I purchased full access to your repo because I love and want to support the work you are doing. Some of the clearest and most articulate explanations about embedding, fine-tuning. Supervised vs unsupervised methods, data prep. Keep it up!
Great video! How are you chunking the videos, by paragraph, sentence, word char, etc? Are you using any overlap in the chunks? Have you tested you system with a smaller llama 2 model? What type of results would one get from maybe a llama 2 13B, or even a 7B that could possibly be ran from home?
Howdy! Here, I chunk into 500 or 750 token chunks. If you chunk too little, then the cropped sentence at the end has too much effect and you get hallucination. If you use too big chunks then you'll get too many questions (and llms aren't able to respond consistently with very long lists of questions, often). Check out my supervised fine-tuning video, that's done on 13B. With enough data, you can get to reasonable quality. 7B - unless you have a lot of data (or are fine-tuning for structured responses) is tough.
@@TrelisResearch Thanks for the reply. I watched the whole series after I had posted this. Very good series! :) What are your thoughts about using a 7B model just for the Q&A creation, and then fine tuning that on the larger 70B model? Is there any benefit for using such a large model on the Q&A creation step?
@@unshadowlabs yeah I think you need to use a big model for Q&A because you don't want hallucination in the Q&A set - data quality is crucial and 7B hallucinates too much
Hi thanks!! A question for a model in which I have more than 2,000 pdfs. Do you recommend improving the handling of vector databases? When do you recommend fine tunning and when do you recommend vector database
Start with a vector database unless, a) you need high latency and short prompts, or b) you want to do structured generation. Fine-tuning may give a small boost but embeddings will be best.

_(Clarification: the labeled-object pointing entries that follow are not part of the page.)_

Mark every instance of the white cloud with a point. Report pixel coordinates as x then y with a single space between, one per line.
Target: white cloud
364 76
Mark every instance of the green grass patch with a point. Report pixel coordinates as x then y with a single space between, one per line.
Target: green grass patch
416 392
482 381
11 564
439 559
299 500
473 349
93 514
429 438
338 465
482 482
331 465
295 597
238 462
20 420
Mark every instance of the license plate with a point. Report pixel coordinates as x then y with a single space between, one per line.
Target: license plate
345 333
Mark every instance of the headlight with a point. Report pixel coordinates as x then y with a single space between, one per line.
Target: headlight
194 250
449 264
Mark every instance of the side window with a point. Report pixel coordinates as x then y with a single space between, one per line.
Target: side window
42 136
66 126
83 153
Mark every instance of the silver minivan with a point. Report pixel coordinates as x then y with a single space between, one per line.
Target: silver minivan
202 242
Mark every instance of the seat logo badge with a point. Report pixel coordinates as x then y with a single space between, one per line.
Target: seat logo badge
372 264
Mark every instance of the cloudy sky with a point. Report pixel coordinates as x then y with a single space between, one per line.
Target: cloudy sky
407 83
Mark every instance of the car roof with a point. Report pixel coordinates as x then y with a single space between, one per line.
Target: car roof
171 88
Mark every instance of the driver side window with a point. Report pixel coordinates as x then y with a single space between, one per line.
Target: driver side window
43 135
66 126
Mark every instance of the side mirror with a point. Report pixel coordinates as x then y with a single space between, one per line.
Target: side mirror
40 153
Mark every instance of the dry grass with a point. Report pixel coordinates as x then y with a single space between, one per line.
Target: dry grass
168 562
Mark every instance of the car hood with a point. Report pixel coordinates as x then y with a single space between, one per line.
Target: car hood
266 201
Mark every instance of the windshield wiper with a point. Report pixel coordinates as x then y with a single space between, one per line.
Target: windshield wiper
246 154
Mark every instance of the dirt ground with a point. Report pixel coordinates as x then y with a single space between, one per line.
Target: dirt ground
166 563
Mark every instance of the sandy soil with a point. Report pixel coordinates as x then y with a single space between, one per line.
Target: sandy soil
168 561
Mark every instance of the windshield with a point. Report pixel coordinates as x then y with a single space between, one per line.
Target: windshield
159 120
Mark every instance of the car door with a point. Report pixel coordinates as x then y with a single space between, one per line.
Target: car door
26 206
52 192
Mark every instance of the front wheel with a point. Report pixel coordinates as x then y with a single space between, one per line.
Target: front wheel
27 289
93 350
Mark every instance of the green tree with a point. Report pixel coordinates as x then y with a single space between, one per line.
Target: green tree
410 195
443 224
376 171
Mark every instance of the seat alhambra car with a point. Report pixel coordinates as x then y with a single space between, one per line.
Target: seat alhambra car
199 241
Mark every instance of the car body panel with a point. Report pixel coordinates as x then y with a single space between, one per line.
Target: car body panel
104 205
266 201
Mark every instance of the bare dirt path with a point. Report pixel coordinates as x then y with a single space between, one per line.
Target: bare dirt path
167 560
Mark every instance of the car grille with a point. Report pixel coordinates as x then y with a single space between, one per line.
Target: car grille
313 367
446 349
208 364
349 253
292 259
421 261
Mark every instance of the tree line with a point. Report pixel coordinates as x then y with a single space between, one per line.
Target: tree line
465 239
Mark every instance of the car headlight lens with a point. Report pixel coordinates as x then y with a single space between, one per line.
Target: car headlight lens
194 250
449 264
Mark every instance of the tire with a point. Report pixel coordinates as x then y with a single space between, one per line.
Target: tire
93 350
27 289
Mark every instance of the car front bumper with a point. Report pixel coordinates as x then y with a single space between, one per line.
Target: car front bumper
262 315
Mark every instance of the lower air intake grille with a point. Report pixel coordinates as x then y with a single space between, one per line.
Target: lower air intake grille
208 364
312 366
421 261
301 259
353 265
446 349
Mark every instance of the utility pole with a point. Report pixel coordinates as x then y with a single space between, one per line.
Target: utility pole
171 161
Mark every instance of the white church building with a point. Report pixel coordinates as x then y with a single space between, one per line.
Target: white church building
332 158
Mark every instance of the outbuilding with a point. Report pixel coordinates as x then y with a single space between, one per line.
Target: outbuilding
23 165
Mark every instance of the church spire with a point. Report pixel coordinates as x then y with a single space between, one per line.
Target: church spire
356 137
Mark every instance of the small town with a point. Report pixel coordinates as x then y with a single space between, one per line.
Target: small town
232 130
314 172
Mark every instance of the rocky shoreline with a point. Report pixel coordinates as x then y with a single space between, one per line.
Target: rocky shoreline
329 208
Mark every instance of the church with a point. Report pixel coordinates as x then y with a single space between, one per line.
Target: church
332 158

Is it actually possible to do it on a rtx 4090 machine locally without using any cloud api or cloud gpu provider and using multimodal pdf as your input data ?
Well if you have json available to start that’s going to be even easier to process and modify to meet your needs. Plaintext is hardest as there is no structure to go on.
On Runpod, How do I get/amend Llama 70B API by TrelisResearch Template to work with an exposed TCP? The terminal says connection is refused in the terminal and in VScode (preferred). Other templates work fine. Doesn't work: The SSH over exposed TCP: (Supports SCP & SFTP) Works: the Basic SSH Terminal: (No support for SCP & SFTP) works fine. The basic SSH terminal is not going to work with VScode to my knowledge. Perhaps there is a way to edit the templates for these containers so they can work with VS code? I'm really looking forward to digging into your tutorials :)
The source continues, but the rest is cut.